Na uitvoerige correspondentie en besprekingen heeft de inspecteur aan beide broers een informatiebeschikking afgegeven omdat beiden in gebreke waren om diverse gegevens met betrekking tot de Zwitserse bankrekening over te leggen. Belanghebbenden stelden dat zij de gegevens niet meer konden verstrekken vanwege het feit dat de gegevens zich in een dossier bevinden dat de gemachtigde van belanghebbenden aanhield en dat dit dossier op 18 januari 2018 voor onderzoek in beslag is genomen door de FIOD dan wel het Openbaar Ministerie. Belanghebbenden noch hun gemachtigde heeft deze gegevens teruggekregen. Belanghebbenden stellen dat zij overigens ook niet aan de gevraagde informatie kunnen komen en dat het niet aan hen kan worden toegerekend dat zij de gegevens niet verstrekken. De inspecteur voert aan dat de informatiebeschikkingen al zijn afgegeven voordat de stukken door de FIOD bij hun adviseur in beslag zijn genomen zodat belanghebbenden genoeg tijd hebben gehad om de adviseur opdracht te geven deze aan de inspecteur te verstrekken.

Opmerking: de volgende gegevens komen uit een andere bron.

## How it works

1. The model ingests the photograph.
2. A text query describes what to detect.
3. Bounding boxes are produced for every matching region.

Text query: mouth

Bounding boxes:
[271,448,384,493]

Het Hof voegt daar nog aan toe dat de informatiebeschikking ook niet dient te komen vervallen voor zover de inspecteur inmiddels een deel van de opgevraagde gegevens rechtstreeks uit Zwitserland heeft ontvangen. Het Hof oordeelt dan ook dat de informatiebeschikkingen terecht aan de broers zijn gegeven.
Ons commentaar. Het Hof komt, naar onze mening terecht, tot de conclusie dat de inspecteur terecht een informatiebeschikking aan de beide broers heeft afgegeven nu zij verzuimd hebben de informatie en gegevens betreffende de door hen aangehouden bankrekeningen in Zwitserland aan de inspecteur te verstrekken. Ook de stelling van de broers dat zij niet meer beschikken over de betreffende bankstukken omdat deze bij hun adviseur in beslag zijn genomen baat hen niet. Ook dat achten wij terecht nu uit de feiten blijkt dat zij de adviseur, tijdens een gesprek met de inspecteur, telefonisch opdracht hebben gegeven de stukken naar de inspecteur te mailen cq op te sturen. De adviseur heeft dit echter nagelaten. De gevolgen van het feit dat de stukken nadien niet meer kunnen worden verstrekt omdat deze in beslag zijn genomen komen alsdan voor rekening van de beide broers.